Глава вторая
I.
Шестой день тело ощущало жаркий камень, изнывающие в духоте деревья, хрустящие, спелые травы и вялый ветер.
И тело у них было, как граниты сопок, как деревья, как травы; катилось горячее, сухое, по узко выкопанным горным тропам.
От ружей, давивших плечи, туго болели поясницы.
Ноги ныли, словно опущенные в студеную воду, а в голове, как в мертвом тростнике, — пустота, бессочье.
Шестой день партизаны уходили в сопки{1}.
Казачьи разъезды изредка нападали на дозоры. Слышались тогда выстрелы, похожие на треск лопающихся бобовых стручьев.
А позади — по линии железной дороги — и глубже: в полях и лесах — атамановцы, чехи, японцы и еще люди незнаемых земель жгли мужицкие деревни и топтали пашни.

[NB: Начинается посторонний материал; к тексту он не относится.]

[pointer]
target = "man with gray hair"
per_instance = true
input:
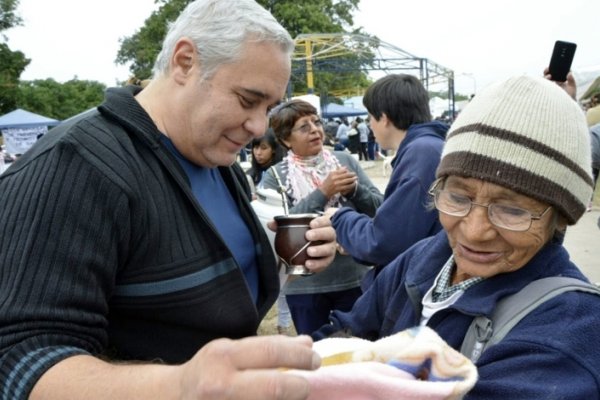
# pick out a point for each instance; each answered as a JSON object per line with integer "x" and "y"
{"x": 133, "y": 249}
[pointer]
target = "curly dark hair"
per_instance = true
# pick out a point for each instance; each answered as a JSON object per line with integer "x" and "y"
{"x": 284, "y": 116}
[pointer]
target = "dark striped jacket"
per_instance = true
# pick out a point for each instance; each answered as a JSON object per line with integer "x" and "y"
{"x": 104, "y": 250}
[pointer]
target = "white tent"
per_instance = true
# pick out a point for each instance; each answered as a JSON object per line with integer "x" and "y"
{"x": 20, "y": 129}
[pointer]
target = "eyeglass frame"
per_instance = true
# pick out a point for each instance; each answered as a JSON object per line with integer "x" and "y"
{"x": 434, "y": 190}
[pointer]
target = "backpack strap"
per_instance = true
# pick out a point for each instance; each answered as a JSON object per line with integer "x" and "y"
{"x": 484, "y": 332}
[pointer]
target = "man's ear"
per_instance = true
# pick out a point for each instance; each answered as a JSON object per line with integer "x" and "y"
{"x": 184, "y": 60}
{"x": 384, "y": 120}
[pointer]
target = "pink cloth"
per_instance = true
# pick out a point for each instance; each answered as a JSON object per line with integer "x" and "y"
{"x": 413, "y": 364}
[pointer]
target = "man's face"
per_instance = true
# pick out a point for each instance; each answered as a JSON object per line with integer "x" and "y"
{"x": 218, "y": 117}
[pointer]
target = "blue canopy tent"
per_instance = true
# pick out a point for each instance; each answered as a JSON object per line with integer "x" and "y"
{"x": 333, "y": 110}
{"x": 20, "y": 129}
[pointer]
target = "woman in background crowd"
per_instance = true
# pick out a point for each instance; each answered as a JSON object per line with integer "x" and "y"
{"x": 314, "y": 179}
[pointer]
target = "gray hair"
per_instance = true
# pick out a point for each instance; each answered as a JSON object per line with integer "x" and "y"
{"x": 220, "y": 29}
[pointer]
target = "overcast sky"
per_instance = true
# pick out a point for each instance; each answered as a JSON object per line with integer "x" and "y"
{"x": 480, "y": 40}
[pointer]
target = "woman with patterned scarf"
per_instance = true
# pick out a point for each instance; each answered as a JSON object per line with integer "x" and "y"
{"x": 315, "y": 179}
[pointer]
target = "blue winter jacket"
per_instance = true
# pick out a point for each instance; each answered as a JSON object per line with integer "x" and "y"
{"x": 404, "y": 217}
{"x": 553, "y": 353}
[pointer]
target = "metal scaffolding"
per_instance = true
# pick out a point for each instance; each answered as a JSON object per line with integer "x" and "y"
{"x": 343, "y": 52}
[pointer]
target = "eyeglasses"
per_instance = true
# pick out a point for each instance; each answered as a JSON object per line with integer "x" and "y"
{"x": 306, "y": 128}
{"x": 507, "y": 217}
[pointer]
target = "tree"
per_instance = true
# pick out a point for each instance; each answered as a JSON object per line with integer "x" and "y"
{"x": 325, "y": 16}
{"x": 12, "y": 63}
{"x": 8, "y": 16}
{"x": 59, "y": 100}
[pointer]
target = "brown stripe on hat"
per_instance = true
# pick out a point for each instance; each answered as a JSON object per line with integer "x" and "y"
{"x": 471, "y": 165}
{"x": 530, "y": 144}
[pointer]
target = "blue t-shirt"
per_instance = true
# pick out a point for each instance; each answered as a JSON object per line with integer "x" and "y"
{"x": 216, "y": 201}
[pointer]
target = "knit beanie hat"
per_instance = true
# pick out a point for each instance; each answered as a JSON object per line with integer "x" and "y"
{"x": 528, "y": 135}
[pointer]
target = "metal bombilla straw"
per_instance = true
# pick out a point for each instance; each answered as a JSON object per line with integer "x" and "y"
{"x": 286, "y": 211}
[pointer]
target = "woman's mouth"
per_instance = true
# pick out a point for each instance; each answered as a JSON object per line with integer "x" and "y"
{"x": 480, "y": 257}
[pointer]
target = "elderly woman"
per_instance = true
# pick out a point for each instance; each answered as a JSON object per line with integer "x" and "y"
{"x": 514, "y": 172}
{"x": 315, "y": 179}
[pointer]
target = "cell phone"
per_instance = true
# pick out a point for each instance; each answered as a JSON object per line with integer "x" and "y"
{"x": 561, "y": 60}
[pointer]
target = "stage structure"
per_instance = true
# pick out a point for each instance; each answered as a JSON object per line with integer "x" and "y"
{"x": 343, "y": 52}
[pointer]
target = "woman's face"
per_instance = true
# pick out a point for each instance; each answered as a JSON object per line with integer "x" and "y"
{"x": 483, "y": 249}
{"x": 306, "y": 138}
{"x": 263, "y": 153}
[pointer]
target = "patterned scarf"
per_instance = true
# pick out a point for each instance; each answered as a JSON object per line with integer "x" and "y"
{"x": 305, "y": 174}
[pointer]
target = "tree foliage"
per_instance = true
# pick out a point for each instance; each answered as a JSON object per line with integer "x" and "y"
{"x": 12, "y": 65}
{"x": 59, "y": 100}
{"x": 298, "y": 17}
{"x": 8, "y": 14}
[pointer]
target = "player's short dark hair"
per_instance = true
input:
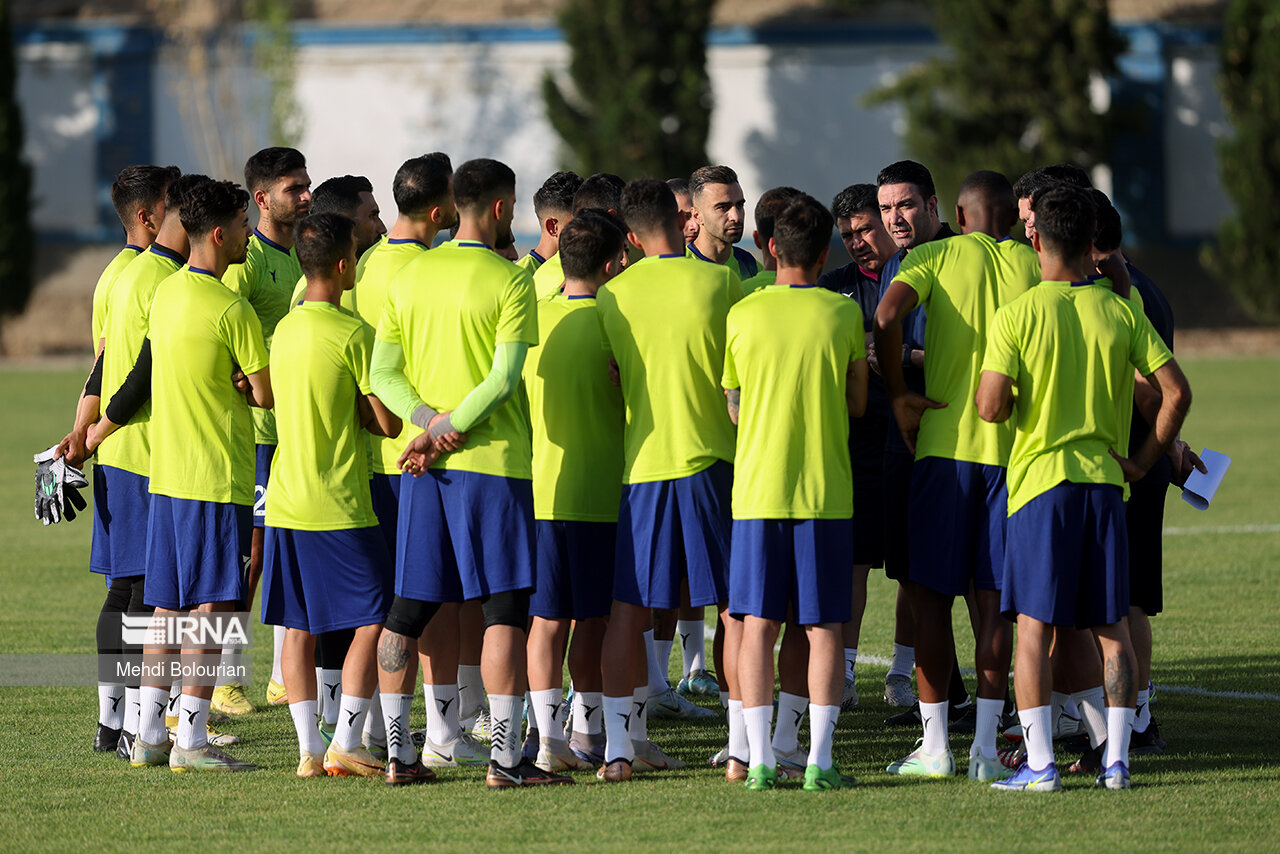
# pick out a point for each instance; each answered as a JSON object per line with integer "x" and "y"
{"x": 1065, "y": 219}
{"x": 269, "y": 165}
{"x": 210, "y": 204}
{"x": 321, "y": 240}
{"x": 801, "y": 231}
{"x": 908, "y": 172}
{"x": 1041, "y": 178}
{"x": 421, "y": 183}
{"x": 704, "y": 176}
{"x": 339, "y": 195}
{"x": 556, "y": 195}
{"x": 771, "y": 204}
{"x": 479, "y": 182}
{"x": 648, "y": 205}
{"x": 588, "y": 242}
{"x": 855, "y": 199}
{"x": 140, "y": 187}
{"x": 602, "y": 190}
{"x": 1109, "y": 232}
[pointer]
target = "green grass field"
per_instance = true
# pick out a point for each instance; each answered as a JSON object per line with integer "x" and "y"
{"x": 1217, "y": 786}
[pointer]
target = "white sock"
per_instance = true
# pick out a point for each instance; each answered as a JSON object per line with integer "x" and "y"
{"x": 545, "y": 706}
{"x": 657, "y": 670}
{"x": 757, "y": 721}
{"x": 639, "y": 715}
{"x": 933, "y": 716}
{"x": 1142, "y": 717}
{"x": 1037, "y": 735}
{"x": 739, "y": 748}
{"x": 375, "y": 729}
{"x": 786, "y": 731}
{"x": 1119, "y": 729}
{"x": 442, "y": 713}
{"x": 110, "y": 704}
{"x": 330, "y": 685}
{"x": 617, "y": 729}
{"x": 304, "y": 715}
{"x": 986, "y": 724}
{"x": 192, "y": 722}
{"x": 132, "y": 706}
{"x": 1092, "y": 711}
{"x": 693, "y": 644}
{"x": 470, "y": 690}
{"x": 586, "y": 712}
{"x": 400, "y": 745}
{"x": 506, "y": 711}
{"x": 822, "y": 731}
{"x": 152, "y": 704}
{"x": 277, "y": 645}
{"x": 904, "y": 661}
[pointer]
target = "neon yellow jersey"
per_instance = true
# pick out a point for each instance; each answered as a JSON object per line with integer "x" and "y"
{"x": 201, "y": 429}
{"x": 549, "y": 277}
{"x": 762, "y": 279}
{"x": 789, "y": 351}
{"x": 374, "y": 273}
{"x": 576, "y": 415}
{"x": 103, "y": 290}
{"x": 320, "y": 471}
{"x": 960, "y": 282}
{"x": 266, "y": 279}
{"x": 663, "y": 320}
{"x": 126, "y": 329}
{"x": 449, "y": 309}
{"x": 1070, "y": 350}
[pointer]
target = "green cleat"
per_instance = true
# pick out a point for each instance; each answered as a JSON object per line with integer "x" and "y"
{"x": 821, "y": 779}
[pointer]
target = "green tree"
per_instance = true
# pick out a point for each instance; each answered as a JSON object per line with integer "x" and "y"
{"x": 1011, "y": 92}
{"x": 17, "y": 240}
{"x": 1248, "y": 242}
{"x": 640, "y": 100}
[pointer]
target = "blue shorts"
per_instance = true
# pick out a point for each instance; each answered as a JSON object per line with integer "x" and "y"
{"x": 197, "y": 552}
{"x": 261, "y": 474}
{"x": 675, "y": 529}
{"x": 385, "y": 492}
{"x": 956, "y": 525}
{"x": 464, "y": 535}
{"x": 807, "y": 563}
{"x": 1066, "y": 557}
{"x": 575, "y": 569}
{"x": 325, "y": 580}
{"x": 122, "y": 505}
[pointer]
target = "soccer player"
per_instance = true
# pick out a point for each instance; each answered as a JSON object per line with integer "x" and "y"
{"x": 1069, "y": 347}
{"x": 956, "y": 520}
{"x": 201, "y": 456}
{"x": 451, "y": 345}
{"x": 600, "y": 191}
{"x": 663, "y": 323}
{"x": 720, "y": 211}
{"x": 795, "y": 369}
{"x": 862, "y": 231}
{"x": 327, "y": 566}
{"x": 278, "y": 182}
{"x": 577, "y": 482}
{"x": 766, "y": 211}
{"x": 553, "y": 205}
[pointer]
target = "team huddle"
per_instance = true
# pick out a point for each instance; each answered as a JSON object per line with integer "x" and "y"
{"x": 434, "y": 455}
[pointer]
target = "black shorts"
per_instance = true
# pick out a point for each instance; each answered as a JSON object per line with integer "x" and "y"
{"x": 1144, "y": 519}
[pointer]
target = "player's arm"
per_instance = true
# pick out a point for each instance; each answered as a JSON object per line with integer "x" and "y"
{"x": 995, "y": 398}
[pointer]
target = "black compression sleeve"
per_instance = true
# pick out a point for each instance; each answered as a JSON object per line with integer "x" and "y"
{"x": 135, "y": 391}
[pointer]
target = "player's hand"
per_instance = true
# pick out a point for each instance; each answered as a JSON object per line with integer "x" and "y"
{"x": 419, "y": 455}
{"x": 908, "y": 411}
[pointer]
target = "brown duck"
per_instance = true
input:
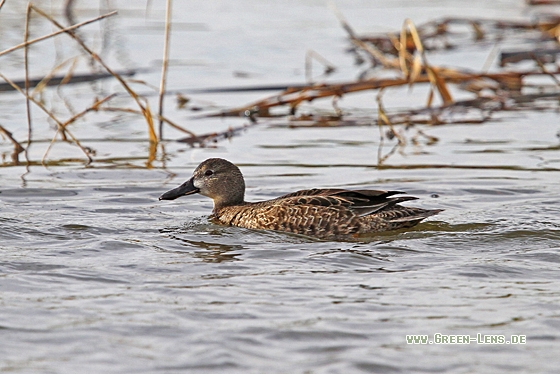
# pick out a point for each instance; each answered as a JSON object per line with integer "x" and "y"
{"x": 323, "y": 213}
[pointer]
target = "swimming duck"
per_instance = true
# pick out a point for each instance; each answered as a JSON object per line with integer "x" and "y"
{"x": 322, "y": 213}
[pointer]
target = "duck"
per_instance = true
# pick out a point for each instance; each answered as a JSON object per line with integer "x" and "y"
{"x": 324, "y": 213}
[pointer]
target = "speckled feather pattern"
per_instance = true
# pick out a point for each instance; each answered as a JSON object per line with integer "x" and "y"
{"x": 323, "y": 213}
{"x": 323, "y": 216}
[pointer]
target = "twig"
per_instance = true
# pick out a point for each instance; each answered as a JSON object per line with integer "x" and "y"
{"x": 166, "y": 120}
{"x": 26, "y": 63}
{"x": 164, "y": 64}
{"x": 17, "y": 147}
{"x": 63, "y": 30}
{"x": 144, "y": 109}
{"x": 40, "y": 105}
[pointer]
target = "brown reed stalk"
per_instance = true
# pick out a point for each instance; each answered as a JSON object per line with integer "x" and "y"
{"x": 62, "y": 128}
{"x": 161, "y": 118}
{"x": 63, "y": 30}
{"x": 435, "y": 79}
{"x": 17, "y": 147}
{"x": 52, "y": 116}
{"x": 164, "y": 64}
{"x": 26, "y": 64}
{"x": 145, "y": 110}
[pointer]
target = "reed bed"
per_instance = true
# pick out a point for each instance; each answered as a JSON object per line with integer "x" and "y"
{"x": 404, "y": 54}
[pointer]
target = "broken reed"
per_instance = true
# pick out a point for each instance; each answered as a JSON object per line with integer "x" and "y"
{"x": 62, "y": 129}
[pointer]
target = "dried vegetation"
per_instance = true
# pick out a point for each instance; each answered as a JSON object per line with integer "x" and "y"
{"x": 392, "y": 60}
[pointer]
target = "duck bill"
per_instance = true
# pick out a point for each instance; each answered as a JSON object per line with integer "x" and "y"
{"x": 186, "y": 188}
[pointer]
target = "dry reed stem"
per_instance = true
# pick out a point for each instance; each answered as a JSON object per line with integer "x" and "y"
{"x": 375, "y": 53}
{"x": 26, "y": 65}
{"x": 52, "y": 116}
{"x": 294, "y": 97}
{"x": 17, "y": 147}
{"x": 164, "y": 64}
{"x": 164, "y": 119}
{"x": 436, "y": 81}
{"x": 145, "y": 110}
{"x": 63, "y": 30}
{"x": 62, "y": 129}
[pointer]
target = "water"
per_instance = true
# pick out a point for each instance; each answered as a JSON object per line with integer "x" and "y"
{"x": 97, "y": 275}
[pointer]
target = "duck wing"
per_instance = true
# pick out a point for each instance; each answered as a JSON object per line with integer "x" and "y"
{"x": 359, "y": 202}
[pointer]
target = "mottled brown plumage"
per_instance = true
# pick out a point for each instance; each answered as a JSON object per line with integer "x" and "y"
{"x": 323, "y": 213}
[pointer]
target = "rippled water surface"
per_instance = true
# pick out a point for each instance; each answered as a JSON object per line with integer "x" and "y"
{"x": 98, "y": 276}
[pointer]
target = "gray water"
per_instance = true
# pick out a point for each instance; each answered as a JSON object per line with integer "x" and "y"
{"x": 98, "y": 276}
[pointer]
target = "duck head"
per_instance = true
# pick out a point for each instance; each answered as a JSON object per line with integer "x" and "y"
{"x": 216, "y": 178}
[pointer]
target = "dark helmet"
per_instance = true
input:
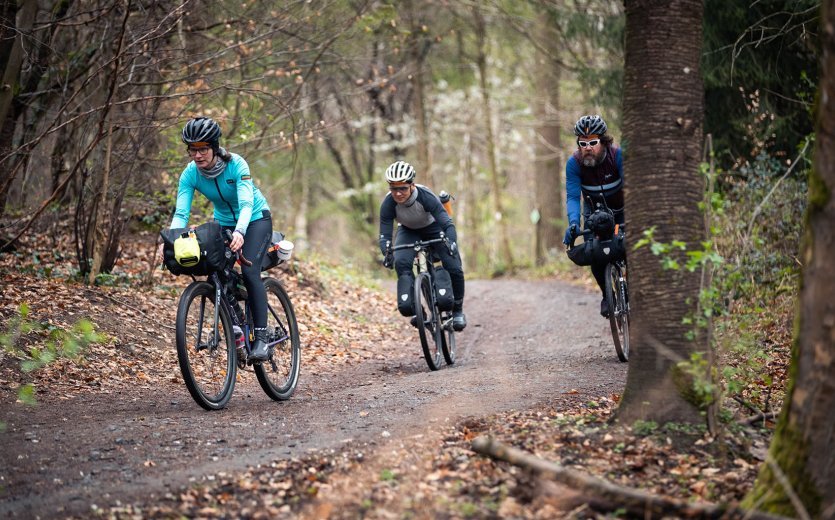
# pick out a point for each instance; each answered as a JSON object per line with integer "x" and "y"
{"x": 590, "y": 125}
{"x": 202, "y": 130}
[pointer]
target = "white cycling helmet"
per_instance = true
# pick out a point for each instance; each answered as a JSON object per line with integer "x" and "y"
{"x": 400, "y": 171}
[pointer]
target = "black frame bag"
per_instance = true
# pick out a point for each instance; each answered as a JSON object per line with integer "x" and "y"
{"x": 443, "y": 289}
{"x": 597, "y": 251}
{"x": 212, "y": 249}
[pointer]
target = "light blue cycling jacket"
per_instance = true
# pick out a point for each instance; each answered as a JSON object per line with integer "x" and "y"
{"x": 236, "y": 200}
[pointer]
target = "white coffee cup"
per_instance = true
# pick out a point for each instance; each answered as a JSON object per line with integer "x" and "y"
{"x": 285, "y": 249}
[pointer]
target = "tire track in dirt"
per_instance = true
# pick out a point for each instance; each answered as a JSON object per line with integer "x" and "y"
{"x": 528, "y": 342}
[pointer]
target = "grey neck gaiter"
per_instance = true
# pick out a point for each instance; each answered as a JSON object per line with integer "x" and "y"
{"x": 217, "y": 169}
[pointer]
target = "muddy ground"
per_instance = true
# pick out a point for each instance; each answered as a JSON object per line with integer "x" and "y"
{"x": 528, "y": 344}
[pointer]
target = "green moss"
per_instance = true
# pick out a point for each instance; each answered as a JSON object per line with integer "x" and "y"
{"x": 790, "y": 452}
{"x": 819, "y": 194}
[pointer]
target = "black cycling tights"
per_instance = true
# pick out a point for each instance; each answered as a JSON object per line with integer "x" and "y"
{"x": 258, "y": 235}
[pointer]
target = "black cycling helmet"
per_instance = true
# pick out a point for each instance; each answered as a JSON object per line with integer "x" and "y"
{"x": 202, "y": 130}
{"x": 590, "y": 125}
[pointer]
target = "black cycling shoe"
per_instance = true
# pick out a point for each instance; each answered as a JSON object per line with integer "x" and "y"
{"x": 604, "y": 308}
{"x": 260, "y": 351}
{"x": 459, "y": 321}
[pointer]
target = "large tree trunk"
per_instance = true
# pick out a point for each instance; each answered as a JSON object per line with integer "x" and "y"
{"x": 663, "y": 128}
{"x": 549, "y": 181}
{"x": 802, "y": 445}
{"x": 12, "y": 50}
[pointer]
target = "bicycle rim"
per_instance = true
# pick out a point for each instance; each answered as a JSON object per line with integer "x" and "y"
{"x": 447, "y": 338}
{"x": 279, "y": 375}
{"x": 428, "y": 331}
{"x": 205, "y": 347}
{"x": 618, "y": 317}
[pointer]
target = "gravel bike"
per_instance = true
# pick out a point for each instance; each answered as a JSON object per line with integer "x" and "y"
{"x": 617, "y": 297}
{"x": 436, "y": 334}
{"x": 616, "y": 287}
{"x": 210, "y": 354}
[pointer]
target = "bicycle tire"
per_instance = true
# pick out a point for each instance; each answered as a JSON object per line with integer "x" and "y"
{"x": 618, "y": 310}
{"x": 209, "y": 368}
{"x": 427, "y": 325}
{"x": 447, "y": 339}
{"x": 279, "y": 375}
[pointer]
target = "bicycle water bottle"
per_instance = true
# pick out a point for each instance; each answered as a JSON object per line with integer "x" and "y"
{"x": 233, "y": 302}
{"x": 239, "y": 336}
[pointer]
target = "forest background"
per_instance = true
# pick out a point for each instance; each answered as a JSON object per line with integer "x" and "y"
{"x": 320, "y": 97}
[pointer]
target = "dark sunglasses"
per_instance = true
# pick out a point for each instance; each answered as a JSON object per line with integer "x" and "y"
{"x": 203, "y": 150}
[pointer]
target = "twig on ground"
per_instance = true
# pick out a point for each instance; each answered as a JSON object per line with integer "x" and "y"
{"x": 761, "y": 416}
{"x": 636, "y": 502}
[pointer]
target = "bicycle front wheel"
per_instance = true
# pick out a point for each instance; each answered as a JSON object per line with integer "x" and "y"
{"x": 279, "y": 375}
{"x": 447, "y": 338}
{"x": 205, "y": 347}
{"x": 427, "y": 320}
{"x": 618, "y": 309}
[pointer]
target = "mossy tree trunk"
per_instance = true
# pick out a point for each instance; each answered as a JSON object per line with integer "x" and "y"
{"x": 802, "y": 447}
{"x": 663, "y": 118}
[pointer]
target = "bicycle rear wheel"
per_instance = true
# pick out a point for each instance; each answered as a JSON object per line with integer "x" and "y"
{"x": 279, "y": 375}
{"x": 427, "y": 319}
{"x": 447, "y": 338}
{"x": 618, "y": 309}
{"x": 205, "y": 347}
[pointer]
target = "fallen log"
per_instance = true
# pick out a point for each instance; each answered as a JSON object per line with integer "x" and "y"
{"x": 634, "y": 501}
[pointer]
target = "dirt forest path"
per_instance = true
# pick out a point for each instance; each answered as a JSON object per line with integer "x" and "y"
{"x": 527, "y": 343}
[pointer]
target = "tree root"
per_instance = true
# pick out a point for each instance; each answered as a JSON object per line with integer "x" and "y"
{"x": 608, "y": 496}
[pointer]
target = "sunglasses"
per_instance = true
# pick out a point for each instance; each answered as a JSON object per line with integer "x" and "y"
{"x": 203, "y": 150}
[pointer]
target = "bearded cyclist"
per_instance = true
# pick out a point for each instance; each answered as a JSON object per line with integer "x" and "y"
{"x": 593, "y": 174}
{"x": 421, "y": 216}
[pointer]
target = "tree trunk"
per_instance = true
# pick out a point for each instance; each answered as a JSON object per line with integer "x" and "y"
{"x": 801, "y": 450}
{"x": 549, "y": 182}
{"x": 487, "y": 112}
{"x": 419, "y": 48}
{"x": 11, "y": 53}
{"x": 663, "y": 128}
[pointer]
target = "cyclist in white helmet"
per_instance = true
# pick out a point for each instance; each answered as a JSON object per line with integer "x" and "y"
{"x": 420, "y": 216}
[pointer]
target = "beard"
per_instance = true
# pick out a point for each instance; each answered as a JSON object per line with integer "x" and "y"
{"x": 592, "y": 160}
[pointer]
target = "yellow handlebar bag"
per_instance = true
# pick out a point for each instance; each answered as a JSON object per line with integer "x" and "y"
{"x": 187, "y": 249}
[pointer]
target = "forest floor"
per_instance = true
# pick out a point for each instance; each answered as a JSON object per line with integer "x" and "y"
{"x": 370, "y": 432}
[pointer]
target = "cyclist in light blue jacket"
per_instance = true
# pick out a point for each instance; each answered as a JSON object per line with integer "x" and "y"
{"x": 239, "y": 206}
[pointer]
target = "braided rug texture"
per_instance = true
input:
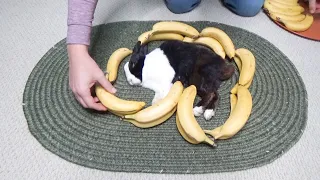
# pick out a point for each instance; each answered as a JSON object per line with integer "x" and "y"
{"x": 102, "y": 141}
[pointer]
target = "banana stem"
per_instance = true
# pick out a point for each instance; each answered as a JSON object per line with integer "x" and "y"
{"x": 210, "y": 141}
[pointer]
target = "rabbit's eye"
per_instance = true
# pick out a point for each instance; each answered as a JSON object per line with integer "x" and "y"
{"x": 131, "y": 65}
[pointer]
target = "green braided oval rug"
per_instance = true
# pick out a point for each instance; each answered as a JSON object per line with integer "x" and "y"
{"x": 102, "y": 141}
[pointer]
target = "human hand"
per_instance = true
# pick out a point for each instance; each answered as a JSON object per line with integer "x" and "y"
{"x": 314, "y": 6}
{"x": 83, "y": 74}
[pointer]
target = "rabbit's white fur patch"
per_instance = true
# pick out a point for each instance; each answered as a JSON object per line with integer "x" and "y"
{"x": 157, "y": 74}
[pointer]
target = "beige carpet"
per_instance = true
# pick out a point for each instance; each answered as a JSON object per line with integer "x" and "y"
{"x": 29, "y": 25}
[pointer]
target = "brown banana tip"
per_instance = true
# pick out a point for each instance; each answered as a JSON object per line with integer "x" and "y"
{"x": 267, "y": 11}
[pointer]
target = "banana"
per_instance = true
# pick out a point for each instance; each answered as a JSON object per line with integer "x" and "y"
{"x": 187, "y": 39}
{"x": 272, "y": 9}
{"x": 233, "y": 101}
{"x": 160, "y": 108}
{"x": 183, "y": 133}
{"x": 114, "y": 62}
{"x": 213, "y": 44}
{"x": 238, "y": 116}
{"x": 298, "y": 26}
{"x": 287, "y": 3}
{"x": 222, "y": 37}
{"x": 149, "y": 36}
{"x": 277, "y": 17}
{"x": 235, "y": 87}
{"x": 286, "y": 7}
{"x": 152, "y": 123}
{"x": 187, "y": 120}
{"x": 248, "y": 65}
{"x": 175, "y": 27}
{"x": 115, "y": 104}
{"x": 238, "y": 63}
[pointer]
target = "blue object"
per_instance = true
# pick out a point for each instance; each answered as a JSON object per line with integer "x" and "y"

Шестой день с короткими отдыхами, похожими на молитву, две сотни партизан, прикрывая уходящие вперед обозы с семействами и утварью, устало шли черными тропами. Им надоел путь, и они, часто сворачивая с троп, среди камня, ломая кустарник, шли напрямик к сопкам, напоминавшим огромные муравьиные гнезда.
II.
Китаец Син-Бин-У, прижимаясь к скале, пропускал мимо себя отряд и каждому мужику со злостью говорил:
— Японса била надо... у-у-ух, как била!
И, широко разводя руками, показывал, как надо бить японца.
Вершинин остановился и сказал Ваське Окороку:
— Японец для нас хуже барсу{2}. Барс-от допреж, чем манзу{3} жрать, лопотину{4} с него сдерет. Дескать, пусть проветрится, а японец-то разбираться не будет — вместе с усями{5} слопает.
Китаец обрадовался разговору о себе и пошел с ними рядом.
Никита Вершинин, председатель партизанского революционного штаба, шел с казначеем Васькой Окороком позади отряда. Широкие — с мучной куль — синие плисовые шаровары плотно обтянулись на больших, как конское копыто, коленях, а лицо его, в пятнах морского обветрия, хмурилось.
Васька Окорок, устало и мечтательно глядя Вершинину в бороду, протянул, словно говоря об отдыхе:
— В Рассеи-то, Никита Егорыч, беспременно вавилонскую башню строить будут. И разгонют нас, как ястреб цыплят, беспременно! Чтоб друг друга не узнавали. Я тебе это скажу: Никита Егорыч, самогонки хошь? А ты тала-бала, по-японски мне выкусишь! А Син-Бин-У-то, разъязви его в нос, на русском языке запоет. А?..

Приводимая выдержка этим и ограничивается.